Brunhilde, observando a interação das sombras, soltou um suspiro de alívio. Ela temia que a revelação pudesse abalar a confiança de Qin ou gerar escárnio que o distraísse, mas ela deveria ter conhecido melhor seu representante. Qin Shi Huang não era definido pela opinião de deuses ou homens.

— Ele é incrível, não é, irmã? — perguntou Göll, com os olhos brilhando de admiração.

— Ele é o Primeiro Imperador — respondeu Brunhilde. — Ele não pede permissão para existir.

Enquanto isso, os outros humanos começaram a se aproximar. Lu Bu deu um aceno seco de cabeça, um sinal de respeito máximo de um guerreiro para outro. Adão, o Pai da Humanidade, caminhou até Qin e colocou uma mão em seu ombro.

— Meu filho — disse Adão com sua voz calma e terna —, você lutou bem para ser quem é. Estou orgulhoso.

Qin sentiu a onda de amor incondicional de Adão através de sua sinestesia. Por um momento, a máscara de imperador inabalável fraquejou, e ele apenas acenou, aceitando o carinho do progenitor.

Hades observava a cena, sentindo uma estranha pontada de admiração. O Ragnarok era uma luta pela sobrevivência, mas naquele momento, parecia uma celebração da identidade humana.

— Diga-me, Qin Shi Huang — disse Hades, retomando o tom sério —, por que continuar com essa fachada de superioridade absoluta, mesmo agora que todos conhecem suas origens humildes e sua luta interna?

Qin Shi Huang virou-se, o manto balançando majestosamente. Ele caminhou até o centro do salão, onde todos podiam ouvi-lo.

— Porque um Rei não é definido por como ele começou, mas por onde ele termina! — declarou ele, sua voz ressoando como um trovão. — Eu não sou o Primeiro Imperador apesar de quem eu era. Eu sou o Primeiro Imperador por causa de quem eu sou! Minha jornada, minhas dores e minha transformação são o que me tornam o trono vivo!

Ele apontou para o próprio peito.

— Se os deuses pensam que podem me menosprezar por eu ter escolhido meu próprio caminho, que venham tentar! Eu os esmagarei com o peso de dez mil anos de história chinesa!

Hades sorriu de lado, segurando seu bidente com força.

— Então, que assim seja. No campo de batalha, não haverá "homem" ou "mulher", nem "deus" ou "transgressor". Haverá apenas dois Reis.

— Exatamente — disse Qin, ajustando sua venda. — E apenas um de nós sairá de lá com a coroa intacta.

O Imperador voltou para sua cadeira improvisada, sentando-se com a mesma arrogância carismática de sempre. Ele sabia que, a partir daquele dia, a humanidade e os deuses o veriam de forma diferente. Alguns com confusão, outros com admiração, e muitos com respeito renovado.

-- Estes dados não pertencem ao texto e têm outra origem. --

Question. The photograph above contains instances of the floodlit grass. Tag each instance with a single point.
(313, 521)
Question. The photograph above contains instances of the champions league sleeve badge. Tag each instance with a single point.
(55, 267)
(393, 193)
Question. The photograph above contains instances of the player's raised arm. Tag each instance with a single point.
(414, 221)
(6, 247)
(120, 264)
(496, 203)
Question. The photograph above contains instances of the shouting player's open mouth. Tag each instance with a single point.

Mas, para Qin Shi Huang, nada havia mudado de verdade. Ele ainda era o homem que unificou a China, o homem que desafiou o destino e o homem que sentia a dor do mundo em seu próprio corpo — e usava essa dor para se tornar um escudo para seu povo.

Onde ele sentava, era o trono. E ninguém, nem mesmo o Rei do Submundo, poderia dizer o contrário.